These streets are where, in local mythology, the Provisionals were born, taking their first “military action” in defence of the district when it came under attack from loyalists in 1969.
But suddenly — devastatingly so for the “Ra” — its image among sympathisers has flipped from protector to intimidator, enforcer, even parasite. And murderer. The Provisional movement is facing probably the greatest challenge to its hegemony in Belfast’s working- class Catholic heartlands since the “peace people” of the 1970s.
Now, just as then, the challenge is coming from strong, brave women — in this case the five McCartney sisters and their sixth “sibling”, Bridgeen Hagan, the partner of Robert McCartney, who died of appalling knife wounds after he was attacked by a drunken group of local IRA men in a meaningless pub row, which he was trying to defuse.
We pass the home of another high-ranking IRA man, one of the three whom the organisation claimed last Friday to have “dismissed” over the killing of Mr McCartney, 33, a hugely popular forklift driver. “I must have been walking about here with my eyes and ears shut all these years,” Ms McCartney says later in her neat living room, through which have trooped a procession of journalists, politicians and a bishop since the sisters decided that not even the IRA was going to prevent the family from seeing their brother’s killers in court.
She considers herself to be just another example of the decent Short Strand people: resilient in the face of all the adversity the Troubles threw their way. The IRA was a constant if unremarked presence as she grew up.
“In my opinion the IRA men of those days were more honourable than they are now,” she said. “A lot of it’s to do with a different calibre of people, abuse of power, idle hands and psychopathic tendencies.”
She and her sisters have the names of the 12 IRA men that they say killed Robert, stabbing, gouging and kicking him to death in an alleyway. Then with the casual efficiency of years of paramilitarism they returned to the bar where the row broke out and carefully wiped away all the scientific evidence, removed the closed-circuit television tapes and warned everyone present that it would be better for them to remain silent.

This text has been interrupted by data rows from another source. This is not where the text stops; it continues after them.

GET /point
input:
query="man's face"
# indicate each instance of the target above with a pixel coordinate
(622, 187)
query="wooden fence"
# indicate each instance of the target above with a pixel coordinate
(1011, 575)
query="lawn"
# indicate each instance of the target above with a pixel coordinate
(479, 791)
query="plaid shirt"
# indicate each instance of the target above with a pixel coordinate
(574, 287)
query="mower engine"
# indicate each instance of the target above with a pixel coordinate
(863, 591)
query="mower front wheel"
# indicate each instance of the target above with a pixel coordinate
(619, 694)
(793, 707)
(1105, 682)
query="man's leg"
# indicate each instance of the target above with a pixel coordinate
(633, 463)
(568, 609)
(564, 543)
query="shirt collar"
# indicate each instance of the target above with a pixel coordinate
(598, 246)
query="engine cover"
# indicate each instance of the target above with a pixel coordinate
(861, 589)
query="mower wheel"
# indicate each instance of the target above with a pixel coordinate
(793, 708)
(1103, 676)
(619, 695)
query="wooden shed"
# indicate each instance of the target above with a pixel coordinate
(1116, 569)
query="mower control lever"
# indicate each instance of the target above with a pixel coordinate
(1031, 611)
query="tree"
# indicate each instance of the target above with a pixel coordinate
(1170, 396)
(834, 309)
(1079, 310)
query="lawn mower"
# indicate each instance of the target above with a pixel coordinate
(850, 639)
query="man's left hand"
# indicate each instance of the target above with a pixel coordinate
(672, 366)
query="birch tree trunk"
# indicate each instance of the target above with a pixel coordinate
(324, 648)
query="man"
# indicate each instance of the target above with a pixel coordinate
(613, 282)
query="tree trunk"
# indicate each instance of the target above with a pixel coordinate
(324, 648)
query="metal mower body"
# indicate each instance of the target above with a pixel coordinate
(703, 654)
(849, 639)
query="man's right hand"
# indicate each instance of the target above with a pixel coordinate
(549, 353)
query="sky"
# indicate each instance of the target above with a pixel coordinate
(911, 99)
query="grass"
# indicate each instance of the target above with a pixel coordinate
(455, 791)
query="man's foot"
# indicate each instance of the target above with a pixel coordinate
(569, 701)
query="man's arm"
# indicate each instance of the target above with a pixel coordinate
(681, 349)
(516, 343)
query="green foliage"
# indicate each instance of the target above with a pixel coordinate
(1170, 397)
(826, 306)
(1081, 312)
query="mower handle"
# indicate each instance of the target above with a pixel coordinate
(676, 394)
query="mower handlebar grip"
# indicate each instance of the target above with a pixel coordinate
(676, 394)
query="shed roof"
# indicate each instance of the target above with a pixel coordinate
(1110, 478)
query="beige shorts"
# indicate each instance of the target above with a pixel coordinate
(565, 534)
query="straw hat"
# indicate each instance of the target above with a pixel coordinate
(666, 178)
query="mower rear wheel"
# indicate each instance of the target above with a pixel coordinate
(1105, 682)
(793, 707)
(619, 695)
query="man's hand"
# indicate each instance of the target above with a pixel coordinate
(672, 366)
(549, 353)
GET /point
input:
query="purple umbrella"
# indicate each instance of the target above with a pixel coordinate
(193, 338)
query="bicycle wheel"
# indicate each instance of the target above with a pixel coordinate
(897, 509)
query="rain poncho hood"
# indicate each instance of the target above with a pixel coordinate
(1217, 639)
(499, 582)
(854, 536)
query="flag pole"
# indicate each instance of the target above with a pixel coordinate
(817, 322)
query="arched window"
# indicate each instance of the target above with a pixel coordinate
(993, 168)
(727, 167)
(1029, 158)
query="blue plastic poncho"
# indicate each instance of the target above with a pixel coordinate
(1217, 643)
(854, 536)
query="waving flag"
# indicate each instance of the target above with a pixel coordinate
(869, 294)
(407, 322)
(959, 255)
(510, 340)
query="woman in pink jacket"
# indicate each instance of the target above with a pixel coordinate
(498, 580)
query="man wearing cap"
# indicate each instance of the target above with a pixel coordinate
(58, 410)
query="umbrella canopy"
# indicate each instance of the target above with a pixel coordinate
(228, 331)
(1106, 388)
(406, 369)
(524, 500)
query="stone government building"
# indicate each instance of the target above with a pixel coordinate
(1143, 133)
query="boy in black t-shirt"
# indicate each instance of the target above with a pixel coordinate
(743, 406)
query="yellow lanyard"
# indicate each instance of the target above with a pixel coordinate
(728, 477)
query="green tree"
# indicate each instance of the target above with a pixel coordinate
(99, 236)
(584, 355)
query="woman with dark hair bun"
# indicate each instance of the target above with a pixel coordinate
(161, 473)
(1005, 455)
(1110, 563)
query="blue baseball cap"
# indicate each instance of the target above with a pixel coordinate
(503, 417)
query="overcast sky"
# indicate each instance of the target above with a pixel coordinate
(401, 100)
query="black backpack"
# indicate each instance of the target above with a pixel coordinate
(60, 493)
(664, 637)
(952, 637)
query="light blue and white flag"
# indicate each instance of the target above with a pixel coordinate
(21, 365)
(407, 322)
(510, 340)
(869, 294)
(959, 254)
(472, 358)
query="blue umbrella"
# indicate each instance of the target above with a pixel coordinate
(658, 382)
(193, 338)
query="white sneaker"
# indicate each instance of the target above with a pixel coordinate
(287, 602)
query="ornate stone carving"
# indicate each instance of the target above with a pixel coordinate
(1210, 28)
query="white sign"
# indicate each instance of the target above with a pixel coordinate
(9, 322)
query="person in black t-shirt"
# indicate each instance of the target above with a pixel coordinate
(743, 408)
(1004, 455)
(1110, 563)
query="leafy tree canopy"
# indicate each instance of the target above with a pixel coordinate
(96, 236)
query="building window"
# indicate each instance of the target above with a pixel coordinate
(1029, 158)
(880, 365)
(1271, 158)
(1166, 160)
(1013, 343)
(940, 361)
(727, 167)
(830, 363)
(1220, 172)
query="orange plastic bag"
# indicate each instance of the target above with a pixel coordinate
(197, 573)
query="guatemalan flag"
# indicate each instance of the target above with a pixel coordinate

It is bad knowing their identities but it is worse when there seems no possibility, for now, of criminal charges being pressed against them. Paula and her sisters have leafleted the entire district appealing for witnesses to come forward. “We stuck the leaflets through the 12 men’s doors too, but so far they haven’t responded,” she says with a flash of anger. “My life’s been turned upside down.
The most political thing I ever did before this was to go on an anti-Iraq war demo. Robert’s death has changed me, but the fact is that we as a family didn’t sit down to hatch a plan to damage Sinn Fein or the IRA. The murderers did that — and very successfully.”
It is some small consolation to the McCartney sisters that their stand is gaining momentum, making people less afraid of the IRA, more prepared to challenge the darkness in their midst.
“I’d rather have Robert back but it would be a fitting tribute to him if we did achieve that,” Ms McCartney said.
“But people should remember that we didn’t set out to clean up the town or change Irish politics. All we want is justice for Robert.”